CLEARWATER – The weather made it difficult to judge how successful Clearwater’s first-ever evening market will be, but if local opinion counts, then it should be around for a while.

The market’s first evening was on Jan. 4, and it takes up the entire 500 block of Cleveland Street downtown. It was a soggy, misty, foggy evening right from the beginning at 4 until it closed at 8. At any given moment, the vendors outnumbered customers, but all were hopeful.

Kaliope Mastrostrovasils, a vendor from Danny K’s restaurant in Tarpon Springs was cutting up vegetables for her Greek food offerings. She said she really didn’t know how the market would turn out.

“This is the first week so we’ll have to wait and see,” she said. “The weather is very bad tonight, but I’m going to stay and I’m going to come back. We’ll just have to see what is going to happen.”

The evening market, which will be held on the first Friday of every month, is admittedly a pilot project, according to organizer Pat Fernandez.

“For this year at least, it is a pilot program,” she said. “We didn’t ask for additional funding, there is no music for right now and we have had very little advertising, but we think it is a good idea. Mind you just because I think it is a good idea, doesn’t mean it is.”

Fernandez is the founder of the main Clearwater Market, which is held each Wednesday. She said 18 years ago, then-Mayor Rita Garvey asked her what could be done to attract more people to downtown. She replied that a farmer’s market might do the trick.

“The next thing I knew Mayor Garvey was introducing me as the person in charge of establishing the market,” Fernandez said. “I’ve been involved ever since.”

Fernandez said the idea of the evening market was to get more families involved.

“Our Wednesday market is on during the daytime, and for the last two years or so, people have been asking for a different time,” she said. “They were saying, ‘my husband can’t go because he’s working, my wife can’t go because she’s busy, the kids are in school,’ and so on. By having the market from 4 p.m. to 8 p.m. gives everybody a chance to participate.”

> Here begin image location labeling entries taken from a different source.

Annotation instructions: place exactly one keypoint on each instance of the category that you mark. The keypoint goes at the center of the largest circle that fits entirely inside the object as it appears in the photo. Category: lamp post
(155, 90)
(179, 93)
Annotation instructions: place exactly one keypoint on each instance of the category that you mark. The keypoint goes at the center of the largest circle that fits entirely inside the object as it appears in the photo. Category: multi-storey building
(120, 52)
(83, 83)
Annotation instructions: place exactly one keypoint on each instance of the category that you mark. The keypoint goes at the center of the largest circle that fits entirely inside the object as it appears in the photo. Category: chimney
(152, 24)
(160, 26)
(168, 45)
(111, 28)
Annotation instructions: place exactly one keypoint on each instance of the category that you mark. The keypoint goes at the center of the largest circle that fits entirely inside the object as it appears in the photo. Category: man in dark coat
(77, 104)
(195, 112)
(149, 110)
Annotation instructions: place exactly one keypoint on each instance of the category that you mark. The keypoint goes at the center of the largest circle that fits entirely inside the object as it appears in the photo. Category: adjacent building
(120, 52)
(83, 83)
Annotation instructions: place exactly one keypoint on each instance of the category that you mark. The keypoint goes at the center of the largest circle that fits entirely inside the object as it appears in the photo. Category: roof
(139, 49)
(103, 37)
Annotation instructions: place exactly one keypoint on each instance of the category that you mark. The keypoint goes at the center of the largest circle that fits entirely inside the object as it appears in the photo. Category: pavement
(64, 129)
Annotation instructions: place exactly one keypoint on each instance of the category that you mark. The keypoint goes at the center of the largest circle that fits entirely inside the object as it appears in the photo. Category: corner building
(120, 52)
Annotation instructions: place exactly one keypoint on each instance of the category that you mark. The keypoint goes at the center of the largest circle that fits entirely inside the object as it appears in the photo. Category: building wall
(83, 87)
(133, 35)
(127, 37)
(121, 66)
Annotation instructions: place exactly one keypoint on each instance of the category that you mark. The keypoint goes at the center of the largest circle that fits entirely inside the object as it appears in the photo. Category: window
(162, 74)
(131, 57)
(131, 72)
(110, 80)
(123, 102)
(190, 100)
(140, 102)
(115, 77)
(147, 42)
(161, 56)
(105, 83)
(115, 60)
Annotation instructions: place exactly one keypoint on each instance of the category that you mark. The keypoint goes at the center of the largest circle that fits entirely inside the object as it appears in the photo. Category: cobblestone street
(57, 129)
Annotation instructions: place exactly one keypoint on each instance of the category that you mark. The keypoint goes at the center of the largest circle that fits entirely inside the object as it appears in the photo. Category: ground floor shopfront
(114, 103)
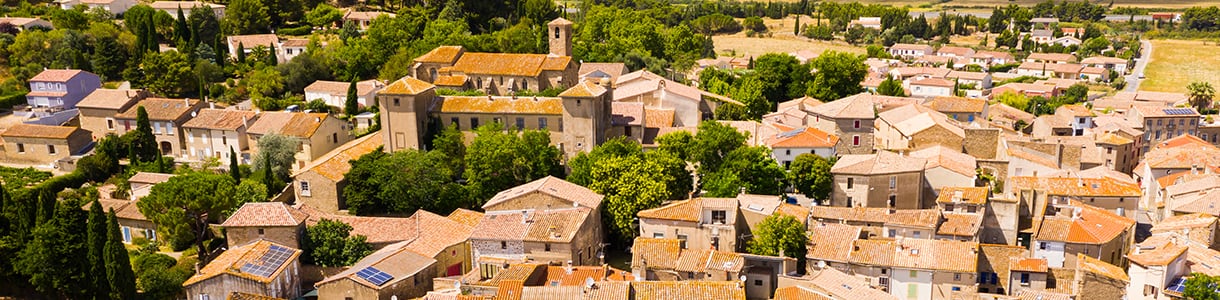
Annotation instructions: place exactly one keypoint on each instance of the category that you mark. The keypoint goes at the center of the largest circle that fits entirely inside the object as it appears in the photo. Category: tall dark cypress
(118, 266)
(96, 245)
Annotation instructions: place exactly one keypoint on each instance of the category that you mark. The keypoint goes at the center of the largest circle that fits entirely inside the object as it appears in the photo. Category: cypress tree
(118, 266)
(351, 106)
(96, 245)
(233, 170)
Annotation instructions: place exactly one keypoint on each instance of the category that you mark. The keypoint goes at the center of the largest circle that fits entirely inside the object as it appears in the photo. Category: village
(1031, 165)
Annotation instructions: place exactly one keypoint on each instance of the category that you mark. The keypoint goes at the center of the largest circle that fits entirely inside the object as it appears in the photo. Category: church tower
(560, 37)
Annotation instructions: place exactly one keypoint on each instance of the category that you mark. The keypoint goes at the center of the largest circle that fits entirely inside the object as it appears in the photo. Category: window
(719, 217)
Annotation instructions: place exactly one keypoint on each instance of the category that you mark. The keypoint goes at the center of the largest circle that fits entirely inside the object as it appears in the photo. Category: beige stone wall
(283, 235)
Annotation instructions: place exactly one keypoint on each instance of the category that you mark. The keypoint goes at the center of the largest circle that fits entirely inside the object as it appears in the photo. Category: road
(1144, 56)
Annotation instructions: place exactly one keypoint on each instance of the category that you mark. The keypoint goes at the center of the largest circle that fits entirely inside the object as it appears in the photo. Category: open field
(1162, 4)
(1176, 64)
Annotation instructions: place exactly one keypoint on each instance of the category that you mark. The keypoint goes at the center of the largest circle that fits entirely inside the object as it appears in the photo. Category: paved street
(1133, 77)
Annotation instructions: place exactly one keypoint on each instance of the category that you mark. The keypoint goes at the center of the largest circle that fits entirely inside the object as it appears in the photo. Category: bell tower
(560, 37)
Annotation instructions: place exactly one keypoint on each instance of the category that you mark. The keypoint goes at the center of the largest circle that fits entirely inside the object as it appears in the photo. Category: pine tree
(233, 168)
(351, 106)
(96, 244)
(118, 266)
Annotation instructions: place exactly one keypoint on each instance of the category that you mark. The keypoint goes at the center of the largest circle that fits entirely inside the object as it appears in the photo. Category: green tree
(183, 206)
(1201, 94)
(118, 266)
(891, 87)
(245, 17)
(96, 246)
(277, 153)
(811, 176)
(331, 244)
(498, 160)
(838, 75)
(351, 106)
(780, 234)
(1202, 287)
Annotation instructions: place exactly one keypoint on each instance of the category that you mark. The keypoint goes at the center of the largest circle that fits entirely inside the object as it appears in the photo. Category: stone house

Fernandez hopes to have about 15 vendors participating in the evening market, roughly half the number who show up regularly at the weekly Wednesday market.

“We have some of the same vendors, but we want different ones, we want to create a whole new atmosphere,” she said.

One upbeat vendor was clearly happy with the new atmosphere. Bonnie Boyer of Two Girls and a Beagle makes treats for dogs, cats and birds. She says she has done plenty of research and her treats can actually treat certain animal ailments such as stomach upsets and bad breath. She is delighted with what she saw on the inaugural evening.

“I love this market, I’ll be back,” she said. “This is a beautiful setting and I know more people will come. Having it on Friday evening is good, it gives people something to do and it gives them a chance to shop local and shop small.”

Clearwater resident Charlie Legge was wandering through the market. He said he believes it is a good idea to bring new life to downtown Clearwater.

“This place is a ghost town in the evenings,” Legge said. “I’m sick of having to go to St. Pete for some fun on a Friday evening. I think this is good; anything that brings more business to downtown is good. We also could use some bars to liven things up and some more restaurants; there aren’t many places to eat down here.”

Nearby vendor Bill Staunko was manning his hummus and Middle Eastern specialty booth. He likes the market idea because it brings people together.

“Anytime you have a place for the community to gather it is a good thing,” Staunko said. “I come here on Wednesdays and we’re happy with that, but of course I always think things will get better.” He, like the others, blames the low turnout on the weather.

Organizer Fernandez agreed the weather was an obstacle for opening night but she said it was more than that.

“We just got the go-ahead from the city two days ago so we had very little advertising,” Fernandez said. “But I’m delighted that we did get permission to do this. Our primary purpose is to bring people downtown, encourage them to shop and have dinner down here. It will be interesting to see how many people show up as we move along.”

The market will continue on the first Friday of every month through May. No doubt its future after that depends on how many people show up each week.